次のアイゼンハワー政権も、EDC創設の試み、EURATOM、IAEAの設立などの点でマルチラテラルな外交を展開したと指摘される。さらに著者は、スエズ戦争を契機に設立されたPKOを望ましいマルチラテラルな仕組みとして、アメリカのPKO関与を望んでいる。ただし、著者は国連での自らの経験からPKO活動において、マルチラテラルな「協調」が現場に移されると指揮系統やドクトリン統一の点で問題を引き起こすとの指摘も行っている。こうしたPKOの分析には貴重なものがあるが、著者は以上のマルチラテラルな安全保障政策を「協力的安全保障」とまとめ、集団安全保障と勢力均衡の間に位置するものとしている。

最後に、なぜアメリカ人はマルチラテラリズムを好むのかというと、著者によれば、第一に大洋に隔てられている地政学的事実から二国間同盟を忌避する傾向があり、第二にその建国原理、すなわちアメリカが「誰にでも開かれた普遍的な基礎を持つ」国家だという観念が国際関係にも投影されているからであり、第三に各国家を平等に扱うマルチラテラリズムが、アメリカにおけるあらゆるエスニシティを味方にできるという国内政治上の有効性を持つからだとされている。

「埋め込まれた自由主義」
著者は日本では戦後国際経済体制の分析、特に「埋め込まれた自由主義」という分析枠組みを提供した点で知られている。そこで、このキーワードについて説明していく。評者なりに理解すると、この「埋め込まれた自由主義」とは、国内安定を脅かさない姿に「市場の力(自由主義)」を(抑制して)「埋め込む」ことによって成立した体制であり、それは国際的安定と国内的安定という「双子の目標」を両立させる国際的枠組みのことであり、戦後のアメリカを国際的に関与させる枠組みとして有効なものであった。ここで、国際的安定とは開放・無差別の自由経済秩序が維持されることであり、国内的安定とは国家が国民の雇用と所得を守るという社会契約が遵守されることである。この本来は矛盾する要請を両立させた妥協が「埋め込まれた自由主義」であり、具体的にはブレトン・ウッズ体制と呼ばれるマルチラテラルな戦後経済秩序であった。確かに、元来、国際経済秩序はマルチラテラルなものであるが、金本位制と自由貿易によって支えられた19世紀のレッセ・フェール的自由主義では、国内政策は国際均衡に従属させられてしまい、著者の言う「ニューディール国家」は維持不可能であった。

こうした国際的安定と国内的安定の「妥協」のための制度は、1970年代以降危機に瀕した。特に、各国の国内政策が優先されて自由化が否定され「新保護主義」が台頭するのではないかと憂慮された。ところが著者によれば、こうした危惧は杞憂に終わり、むしろ逆に無制限な自由化が進展したことで、制約されない市場の力が各国内社会の脆弱性を増大させていくことになったという。つまり「埋め込まれた自由主義」の「埋め込み解除」は、国際的自由化が優先され国内安定が犠牲にされる形で起こったのである。

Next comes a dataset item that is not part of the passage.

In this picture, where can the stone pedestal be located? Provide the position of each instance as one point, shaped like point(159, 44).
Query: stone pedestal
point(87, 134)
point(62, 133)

以上のブレトン・ウッズ体制の崩壊プロセスを国際金融論的な立場から説明すると以下のようになる。まず、一般に(1)資本移動の自由、(2)金融政策の自律性、(3)固定相場制(調整可能な釘付け制度)の三つは、すべてを同時に実現することはできず、同時実現はせいぜい二つだけに限定される。その中でブレトン・ウッズ体制とは(1)を規制して、(2)と(3)を両立させる枠組みであったが、1960年代末から先進国政府は(1)を選好する(せざるを得なくなる)ようになった。その結果、各国政府は?か?を放棄せざるを得ないが、(2)は国内の雇用・所得・インフレ対策に必要なので放棄できないため、(3)が放棄されることとなった。これこそがブレトン・ウッズ体制の崩壊、すなわち変動相場制への移行を意味している。

ところが、さらに資本移動の自由化の行き過ぎで、金融政策の自律性も失われていき、これが「新自由主義」への移行となって現れたのである。それでは、なぜこのような資本移動の自由化=グローバル化を各国政府が選択したかというと、確かにこの結果として政府の自律性は低下したが、政府は国家の経済的厚生を増大させるからこそ受け入れて促進してきたとされる。また、金融面の自由化こそが国家の能力低下をもたらしたのは、それまでも行われてきた貿易面の自由化は、逆に社会的調整のために国家の役割を増大させたからであるとされる。

考察
以上のようなラギーの考察において、国際経済秩序の分析はよく知られ定評あるものだが、安全保障面の分析はかなり独特であるといえる。その着眼点は、マルチラテラルな機構においては、参加国の間に「利益の不可分性」という意識が生まれるという点にある。また著者は、冷戦後の世界においてはケナン、キッシンジャーといったリアリストの分析はもはや通用しなくなり、とりわけ経済のグローバル化が進んだ状況ではなおさらそうであるという。ただし、冷戦終焉を待たずとも、世界経済が不安定化した1970年代の状況に対処したのはキッシンジャーであったわけで、実際にキッシンジャーがブレトン・ウッズ体制崩壊後の世界経済運営にどのような考えを持ち対応したのかは興味あるところである。

確かに、1970年代以降、世界経済において自由化が進んだことは間違いがないが、その実際のプロセスにおいて重要であった要因は何であろうか? 例えばイギリスにおける「新自由主義」への移行はサッチャーの経済思想がもたらしたものなのか? それとも1976年のIMF危機への対応が必然化させたものであろうか? さらには労働党のキャラハン内閣は、IMF危機以前から「新自由主義」的な政策に転換していたとの説もある。この問題を、日本に当てはめてみるとどうなるであろうか? ラギーの「埋め込み解除」の説明は十分に理論的であるが、ここに歴史研究者としての仕事が広がっている。また、1970年代の「新保護主義」への懸念が国家の力=自律性を前提としたものであり、実際に顕著であったのはむしろ「市場の力」の増大であったという指摘は重要である。しかし、1970年代の保護主義の懸念を払拭する上で、サミットなどの場を通じての国家間協力が果たした役割は軽視されるべきかどうか。さらに言うと、貿易面での保護主義的もしくは管理貿易的措置、エネルギー面での国内価格統制など、協調を乱す動きをした国家はアメリカに他ならなかった点も捨象されてはならないであろう。

このように本書の分析は、理論的で、かつ「アメリカ中心主義」的であるとの批判は十分に成り立つが、実際の歴史を研究する上で有益なヒントとなる分析枠組みを提示することに成功している。また、著者の好むマルチラテラリズムが、オバマ政権以降、アメリカ外交の基調として復活してくれることが望ましいことも確かであろう。その意味でも本書は、出版から年月を経ているといえども、熟読吟味するに値するものといえよう。